From: Rusty Russell (
Date: Sat Dec 08 2001 - 20:58:43 EST

In message <> you write:
> > The sched.c change is also useless (ie. only harmful). Anton and I looked
> > adapting the scheduler for hyperthreading, but it looks like the recent
> > changes have had the side effect of making hyperthreading + the current
> I trust Intels own labs over you on this one.

This is voodoo optimization. I don't care WHO did it.

Marcelo, drop the patch. Please delay scheduler hacks until they can
be verified to actually do something.

Given another chip with similar technology (eg. PPC's Hardware Multi
Threading) and the same patch, dbench runs 1 - 10 on 4-way makes NO

> I suspect they know what their chip needs.

I find your faith in J. Random Intel Engineer fascinating.


The current scheduler actually works quite well if you number your
CPUs right, and to fix the corner cases takes more than this change.
First some simple terminology: let's assume we have two "sides" to
each CPU (ie. each CPU has two IDs, smp_num_cpus()/2 apart):

        0 1 2 3
        4 5 6 7

The current scheduler code reschedule_idle()s (pushes) from 0 to 3
first anyway, so if we're less than 50% utilized it tends to "just
work". Note that it doesn't stop the schedule() (pulls) on 4 - 7 from
grabbing a process to run even if there is a fully idle CPU, so it's
far from perfect.

Now let's look at the performance-problematic case: dbench 5.

Without HMT/hyperthread:
        Fifth process not scheduled at all.

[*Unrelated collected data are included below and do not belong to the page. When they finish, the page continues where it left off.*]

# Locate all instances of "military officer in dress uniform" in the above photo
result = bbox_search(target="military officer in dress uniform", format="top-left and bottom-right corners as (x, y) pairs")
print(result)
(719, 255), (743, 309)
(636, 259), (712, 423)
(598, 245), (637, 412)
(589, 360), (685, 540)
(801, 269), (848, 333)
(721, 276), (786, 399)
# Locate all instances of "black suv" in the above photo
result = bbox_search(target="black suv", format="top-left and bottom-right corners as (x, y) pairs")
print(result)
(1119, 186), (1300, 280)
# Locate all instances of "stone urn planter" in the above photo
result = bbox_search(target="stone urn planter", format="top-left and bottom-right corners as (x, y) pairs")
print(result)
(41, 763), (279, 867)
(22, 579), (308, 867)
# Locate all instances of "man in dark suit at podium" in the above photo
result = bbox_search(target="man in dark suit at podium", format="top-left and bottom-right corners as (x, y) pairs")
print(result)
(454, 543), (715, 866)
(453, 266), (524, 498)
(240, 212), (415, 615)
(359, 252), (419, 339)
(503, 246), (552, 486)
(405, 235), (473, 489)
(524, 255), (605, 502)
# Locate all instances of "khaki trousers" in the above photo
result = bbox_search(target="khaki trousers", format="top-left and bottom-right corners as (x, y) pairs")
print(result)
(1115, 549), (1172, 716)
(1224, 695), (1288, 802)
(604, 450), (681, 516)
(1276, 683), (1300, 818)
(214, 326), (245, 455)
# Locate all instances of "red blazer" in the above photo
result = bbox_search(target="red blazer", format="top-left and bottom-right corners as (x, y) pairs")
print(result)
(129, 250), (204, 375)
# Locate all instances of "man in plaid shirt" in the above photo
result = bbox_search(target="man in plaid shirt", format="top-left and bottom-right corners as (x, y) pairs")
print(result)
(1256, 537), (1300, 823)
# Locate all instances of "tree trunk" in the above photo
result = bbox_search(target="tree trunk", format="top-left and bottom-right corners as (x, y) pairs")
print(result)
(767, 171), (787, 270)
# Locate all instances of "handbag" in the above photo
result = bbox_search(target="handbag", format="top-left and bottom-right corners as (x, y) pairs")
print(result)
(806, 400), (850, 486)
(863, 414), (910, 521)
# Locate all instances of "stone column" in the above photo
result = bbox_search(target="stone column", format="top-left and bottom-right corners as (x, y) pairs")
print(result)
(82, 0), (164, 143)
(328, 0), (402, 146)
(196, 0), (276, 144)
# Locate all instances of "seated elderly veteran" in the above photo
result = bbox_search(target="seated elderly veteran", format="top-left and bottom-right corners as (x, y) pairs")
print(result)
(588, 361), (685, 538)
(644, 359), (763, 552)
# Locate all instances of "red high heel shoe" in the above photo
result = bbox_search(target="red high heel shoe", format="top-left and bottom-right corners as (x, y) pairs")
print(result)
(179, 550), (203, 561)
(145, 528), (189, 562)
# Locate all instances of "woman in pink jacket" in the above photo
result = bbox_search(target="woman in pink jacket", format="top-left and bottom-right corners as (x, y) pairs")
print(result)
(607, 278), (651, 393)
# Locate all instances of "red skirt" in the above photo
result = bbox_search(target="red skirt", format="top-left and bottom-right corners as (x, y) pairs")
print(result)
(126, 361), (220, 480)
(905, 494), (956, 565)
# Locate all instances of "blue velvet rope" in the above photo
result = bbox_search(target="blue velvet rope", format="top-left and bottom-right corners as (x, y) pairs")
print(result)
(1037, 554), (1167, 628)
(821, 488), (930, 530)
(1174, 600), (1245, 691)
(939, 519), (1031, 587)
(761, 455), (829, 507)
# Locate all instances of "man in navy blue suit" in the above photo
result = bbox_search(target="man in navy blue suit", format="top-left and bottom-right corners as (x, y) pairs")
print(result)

        When any of the first four processes schedule(), the fifth
        process is pulled onto that processor.

With HMT/hyperthread:
        Fifth process scheduled on 4 (shared with 0).

        When processes on 1, 2, or 3 schedule(), that processor sits
        idle, while processor 0/4 is doing double work (ie. only 2 in
        5 chance that the right process will schedule() first).

        Finally, 0 or 4 will schedule() then wakeup, and be pulled
        onto another CPU (unless they are all busy again).

The result is that dbench 5 runs significantly SLOWER with
hyperthreading than without. We really want to pull a process off a
cpu it is running on, if we are completely idle and it is running on a
double-used CPU. Note that dbench 6 is almost back to normal
performance, since the probability of the right process scheduling
first becomes 4 in 6).

Now, the Intel hack changes reschedule_idle() to push onto the first
completely idle CPU above all others. Nice idea: the only problem is
finding a load where that actually happens, since we push onto low
numbers first anyway. If we have an average of <= 4 running
processes, they spread out nicely, and if we have an average of > 4
then there are no fully idle processes and this hack is useless.


  Anyone who quotes me in their sig is an idiot. -- Rusty Russell.